終盤のアコースティック・ギターのコード・ストロークはバッキングにもかかわらず妙にカッコいい。(初めて人間臭さが現れたということか)
COLOSSEUM と共通するテンションと技巧、そして隙間が見えるような限られた音数で緊張感を演出するスタイルが初期 KING CRIMSON にも通じるのでは。
同時にいくつもの顔を見せる不思議な作品だ。
「Lambertland」(6:59)
デイヴ・ロウソンの WEB、SAMURAI を思い出させる幻想的な作品。
サイケデリックな虚無感と独特のギクシャク感のある茫洋感にあふれる。
なめらかに走り出す瞬間の切れ味がすばらしくいい。
ヴォーカルにからむサックスのオブリガートも絶妙。
「Celebration Of The Saved Nine」(3:33)細かなパッセージが重なり合い反応しあう挑発的なフリージャズ系ジャズロック小品。
インストゥルメンタル。
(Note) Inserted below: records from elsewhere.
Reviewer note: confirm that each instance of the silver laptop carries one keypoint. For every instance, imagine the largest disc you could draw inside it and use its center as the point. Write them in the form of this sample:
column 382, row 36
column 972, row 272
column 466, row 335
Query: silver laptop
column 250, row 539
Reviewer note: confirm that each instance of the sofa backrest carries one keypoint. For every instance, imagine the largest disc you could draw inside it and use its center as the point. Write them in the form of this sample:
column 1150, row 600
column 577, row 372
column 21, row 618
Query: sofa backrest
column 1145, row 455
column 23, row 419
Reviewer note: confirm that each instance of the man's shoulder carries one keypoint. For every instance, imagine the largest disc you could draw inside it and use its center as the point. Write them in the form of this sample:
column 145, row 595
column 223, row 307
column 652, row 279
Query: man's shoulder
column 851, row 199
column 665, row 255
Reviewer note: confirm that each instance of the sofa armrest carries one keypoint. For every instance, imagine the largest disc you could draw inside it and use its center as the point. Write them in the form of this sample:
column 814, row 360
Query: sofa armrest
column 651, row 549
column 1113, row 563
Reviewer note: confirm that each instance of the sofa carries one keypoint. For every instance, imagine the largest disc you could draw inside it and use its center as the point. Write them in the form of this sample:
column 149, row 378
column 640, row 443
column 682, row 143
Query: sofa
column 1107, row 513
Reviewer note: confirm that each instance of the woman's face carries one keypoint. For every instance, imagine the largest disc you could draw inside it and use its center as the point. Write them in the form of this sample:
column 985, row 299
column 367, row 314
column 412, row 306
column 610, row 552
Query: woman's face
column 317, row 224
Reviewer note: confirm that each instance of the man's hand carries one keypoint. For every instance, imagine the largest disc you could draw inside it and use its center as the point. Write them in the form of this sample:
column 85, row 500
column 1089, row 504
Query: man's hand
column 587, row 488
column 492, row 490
テーマはゆるくてナンセンスな感じだが、演奏そのものはシャープでハイテンションだ。
「The Bargain」(7:17)リフで駆動し、即興風のプレイの連続で彩るブルージーなジャズロック。
忙しないリズムが間断なく走り、ヴォーカルがきっかけを作ってはサックス、ワウ・ギターが反応する。
単調なようでいて、ひそひそと細やかに展開する。
「Dance」(5:57)フルートとワウ・ギターがクラシカルなアンサンブルも交えながら互いに負けじと疾走する作品。
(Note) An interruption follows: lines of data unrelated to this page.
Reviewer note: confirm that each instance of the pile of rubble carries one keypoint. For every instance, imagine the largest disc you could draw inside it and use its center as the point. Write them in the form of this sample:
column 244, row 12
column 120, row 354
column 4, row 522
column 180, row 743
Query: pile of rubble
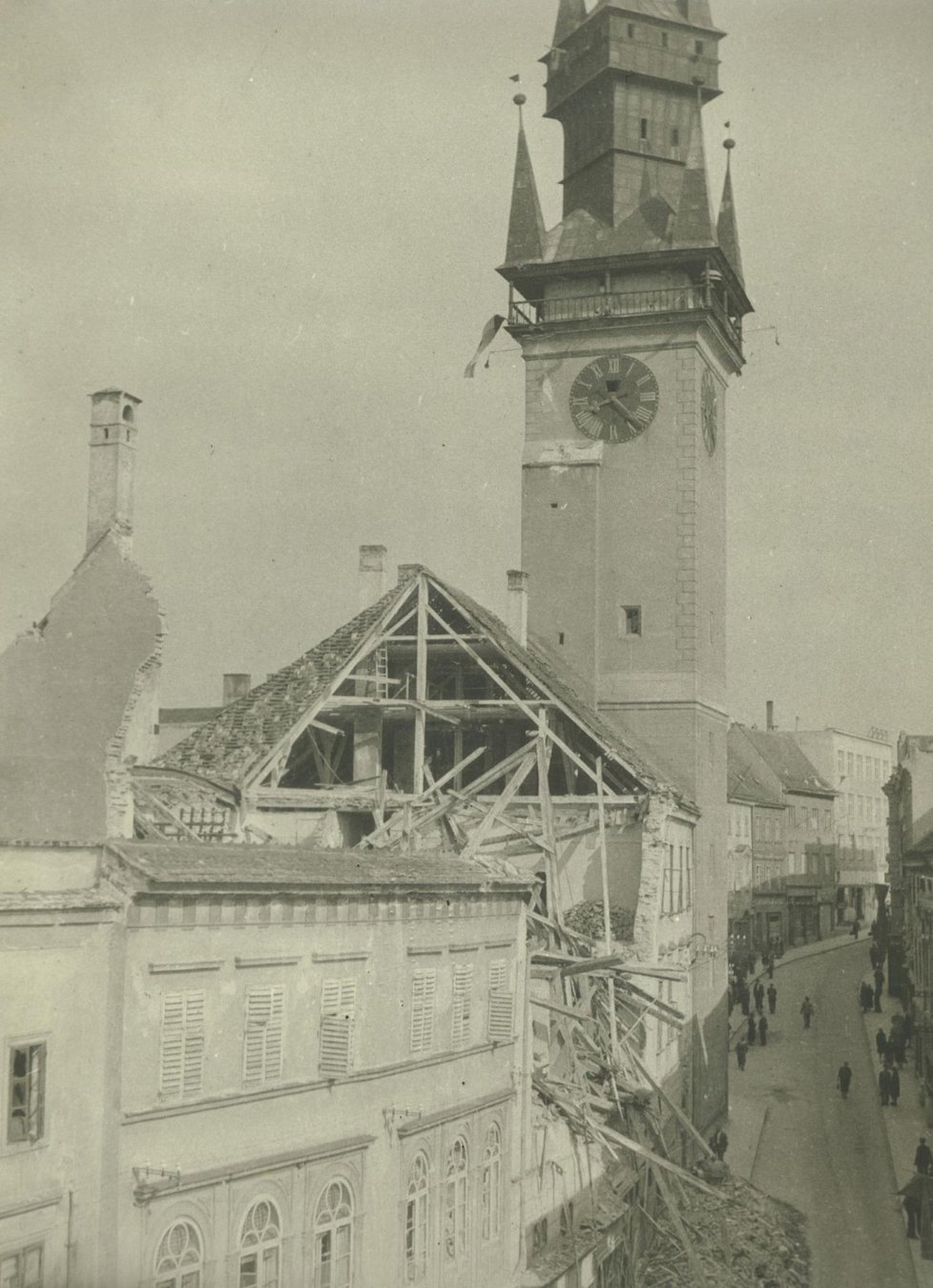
column 740, row 1239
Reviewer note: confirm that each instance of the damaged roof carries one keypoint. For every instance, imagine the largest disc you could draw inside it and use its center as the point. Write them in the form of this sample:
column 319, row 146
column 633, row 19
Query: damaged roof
column 179, row 864
column 231, row 744
column 779, row 751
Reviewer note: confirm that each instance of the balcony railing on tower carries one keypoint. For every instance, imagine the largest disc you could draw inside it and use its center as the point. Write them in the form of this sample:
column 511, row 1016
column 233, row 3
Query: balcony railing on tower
column 625, row 304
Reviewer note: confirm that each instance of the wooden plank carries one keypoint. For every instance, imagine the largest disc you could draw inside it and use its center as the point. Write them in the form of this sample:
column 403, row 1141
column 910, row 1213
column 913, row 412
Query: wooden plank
column 508, row 792
column 421, row 684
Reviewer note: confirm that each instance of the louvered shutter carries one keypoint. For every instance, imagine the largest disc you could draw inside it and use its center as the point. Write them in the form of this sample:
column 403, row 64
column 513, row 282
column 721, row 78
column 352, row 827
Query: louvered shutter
column 263, row 1036
column 338, row 1018
column 423, row 1010
column 192, row 1071
column 502, row 1004
column 173, row 1045
column 463, row 1000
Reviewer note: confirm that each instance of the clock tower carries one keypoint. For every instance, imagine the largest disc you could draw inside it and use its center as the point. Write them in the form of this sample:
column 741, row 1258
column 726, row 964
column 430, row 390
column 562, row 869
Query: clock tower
column 629, row 315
二つのフルートによるバロック音楽風のアンサンブルもあれば、爆発的なワウ・ギター・ソロもあり。
デリケートな表現においても、逞しさというか野趣が際だつ。
インストゥルメンタル。
「Last Quarters」(8:14)フルート、ピアノをフィーチュアしたフォーク・タッチの作品。
テーマとなるリフにセンスを感じる。
(LRCD 60)
Jukka Tolonen | guitar, keyboards |
Eero Raittinen | vocals |
Pekka Poyry | saxes, flute, pianos |
Vesa Aaltonen | drums, percussion |
Heikki Virtanen | bass |
74 年発表の第四作「Milky Way Moses」。
WIGWAM へ加入したマンス・グランドストロムに代わって、ヒッキ・ヴィルタネンがベーシストとして加入。
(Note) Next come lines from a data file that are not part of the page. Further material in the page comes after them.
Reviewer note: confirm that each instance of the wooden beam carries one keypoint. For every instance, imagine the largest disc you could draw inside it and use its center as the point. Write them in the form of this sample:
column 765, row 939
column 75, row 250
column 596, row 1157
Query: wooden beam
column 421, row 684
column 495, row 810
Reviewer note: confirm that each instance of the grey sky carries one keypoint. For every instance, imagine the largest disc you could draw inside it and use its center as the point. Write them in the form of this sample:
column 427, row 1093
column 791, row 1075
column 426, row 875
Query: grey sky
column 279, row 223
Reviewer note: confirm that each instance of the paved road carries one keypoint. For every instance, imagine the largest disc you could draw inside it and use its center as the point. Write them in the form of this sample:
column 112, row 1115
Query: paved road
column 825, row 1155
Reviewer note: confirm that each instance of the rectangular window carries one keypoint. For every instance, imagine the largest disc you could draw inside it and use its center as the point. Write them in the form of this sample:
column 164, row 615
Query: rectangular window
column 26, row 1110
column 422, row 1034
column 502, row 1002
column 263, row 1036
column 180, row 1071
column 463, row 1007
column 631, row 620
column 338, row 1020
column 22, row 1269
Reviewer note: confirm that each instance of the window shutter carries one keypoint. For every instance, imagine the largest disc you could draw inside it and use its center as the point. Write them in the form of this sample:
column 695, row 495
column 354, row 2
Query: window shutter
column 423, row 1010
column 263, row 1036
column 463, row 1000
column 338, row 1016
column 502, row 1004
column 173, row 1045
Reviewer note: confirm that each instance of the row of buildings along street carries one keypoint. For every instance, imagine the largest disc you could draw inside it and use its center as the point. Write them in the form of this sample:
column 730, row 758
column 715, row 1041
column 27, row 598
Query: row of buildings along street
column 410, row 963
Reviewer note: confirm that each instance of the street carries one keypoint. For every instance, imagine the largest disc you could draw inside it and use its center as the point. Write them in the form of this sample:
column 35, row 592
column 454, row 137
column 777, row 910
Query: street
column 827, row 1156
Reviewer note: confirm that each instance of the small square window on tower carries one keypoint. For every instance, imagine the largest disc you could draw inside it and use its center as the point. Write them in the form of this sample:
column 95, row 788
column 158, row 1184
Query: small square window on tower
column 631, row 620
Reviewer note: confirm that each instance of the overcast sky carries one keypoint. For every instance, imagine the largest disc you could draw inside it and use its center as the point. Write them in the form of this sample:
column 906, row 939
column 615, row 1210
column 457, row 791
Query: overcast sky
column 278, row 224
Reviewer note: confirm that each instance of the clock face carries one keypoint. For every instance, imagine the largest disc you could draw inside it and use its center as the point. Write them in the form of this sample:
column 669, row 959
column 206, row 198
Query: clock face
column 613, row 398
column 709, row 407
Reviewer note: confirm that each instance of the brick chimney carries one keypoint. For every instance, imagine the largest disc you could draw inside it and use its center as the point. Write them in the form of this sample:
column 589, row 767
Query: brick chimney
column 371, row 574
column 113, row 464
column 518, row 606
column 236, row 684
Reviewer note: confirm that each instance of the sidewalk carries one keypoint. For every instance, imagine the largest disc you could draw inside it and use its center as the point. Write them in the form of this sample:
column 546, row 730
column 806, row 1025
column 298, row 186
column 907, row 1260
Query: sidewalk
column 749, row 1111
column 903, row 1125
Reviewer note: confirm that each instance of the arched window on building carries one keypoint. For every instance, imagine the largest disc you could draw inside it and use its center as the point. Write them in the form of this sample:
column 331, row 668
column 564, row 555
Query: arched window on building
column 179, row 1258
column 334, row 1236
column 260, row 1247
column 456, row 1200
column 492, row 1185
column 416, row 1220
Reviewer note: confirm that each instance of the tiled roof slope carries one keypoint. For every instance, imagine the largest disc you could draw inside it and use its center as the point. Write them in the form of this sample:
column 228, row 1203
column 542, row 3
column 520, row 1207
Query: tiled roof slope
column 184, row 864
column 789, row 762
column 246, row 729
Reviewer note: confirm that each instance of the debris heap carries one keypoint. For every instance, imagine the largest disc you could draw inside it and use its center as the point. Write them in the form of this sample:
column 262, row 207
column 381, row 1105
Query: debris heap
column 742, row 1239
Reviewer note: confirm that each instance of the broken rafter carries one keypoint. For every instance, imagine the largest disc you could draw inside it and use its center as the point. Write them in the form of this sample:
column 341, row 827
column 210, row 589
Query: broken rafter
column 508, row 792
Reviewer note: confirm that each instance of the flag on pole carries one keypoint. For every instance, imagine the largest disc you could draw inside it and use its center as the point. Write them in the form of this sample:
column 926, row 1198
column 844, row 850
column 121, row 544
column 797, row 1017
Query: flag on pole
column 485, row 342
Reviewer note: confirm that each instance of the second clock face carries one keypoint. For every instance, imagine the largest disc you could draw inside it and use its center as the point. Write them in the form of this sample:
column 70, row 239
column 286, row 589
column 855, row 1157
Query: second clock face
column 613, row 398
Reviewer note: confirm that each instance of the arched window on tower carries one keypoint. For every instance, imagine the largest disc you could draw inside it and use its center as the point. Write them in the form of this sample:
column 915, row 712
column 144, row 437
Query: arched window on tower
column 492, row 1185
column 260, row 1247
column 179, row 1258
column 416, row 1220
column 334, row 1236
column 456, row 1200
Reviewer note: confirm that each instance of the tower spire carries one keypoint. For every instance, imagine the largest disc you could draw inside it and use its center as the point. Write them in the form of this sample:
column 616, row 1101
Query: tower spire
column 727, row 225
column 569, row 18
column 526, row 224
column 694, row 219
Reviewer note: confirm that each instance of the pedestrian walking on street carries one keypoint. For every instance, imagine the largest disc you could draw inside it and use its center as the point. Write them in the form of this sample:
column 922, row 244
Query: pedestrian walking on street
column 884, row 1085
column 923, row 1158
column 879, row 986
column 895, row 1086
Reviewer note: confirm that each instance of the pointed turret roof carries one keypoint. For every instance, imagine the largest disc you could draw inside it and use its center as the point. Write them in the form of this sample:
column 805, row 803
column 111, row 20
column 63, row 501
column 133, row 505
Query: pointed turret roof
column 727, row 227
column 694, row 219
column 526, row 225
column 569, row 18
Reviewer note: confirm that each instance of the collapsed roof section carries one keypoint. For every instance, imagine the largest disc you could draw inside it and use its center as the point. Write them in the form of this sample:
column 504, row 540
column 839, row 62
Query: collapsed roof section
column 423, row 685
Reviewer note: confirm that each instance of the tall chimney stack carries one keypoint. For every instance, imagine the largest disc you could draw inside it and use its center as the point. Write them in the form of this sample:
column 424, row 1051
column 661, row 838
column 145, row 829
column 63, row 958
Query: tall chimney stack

作詞には、同じく WIGWAM のジム・ペンブロークが名を連ねる。
内容は、AVARAGE WHITE BAND のようなファンキーでエキサイティングな演奏と、メロディアスなヴォーカルが生む抜群のポップ・フィーリングをもつジャズロック。
超絶的にテクニカルでなおかつユーモラスで軽やかな TRAFFIC なぞというものがあるとしたら(ないと思うが)、こんな感じだろう。
第一作と比べて、演奏の切れとサウンドの洗練度合いは驚くほど進歩している。
ワウ・ギターやサックスが甘みと汗臭さの両方を巧みにコントロールして、絶妙のバランスでパフォーマンスを繰り広げる。
器楽はハイテンションの即興風。そして、熱気やスリルとともに常にほのかなユーモアがあって、耳にもハートにもやさしい。
タフな演奏力だけでなく、英国ロック的な大胆な音響表現やしかけを施すセンスもあり。
ソウルっぽいキャッチーなメロディとクロスオーヴァー的な緊密なアンサンブルが生むサイケデリックでポップなあじわいが印象的な傑作だ。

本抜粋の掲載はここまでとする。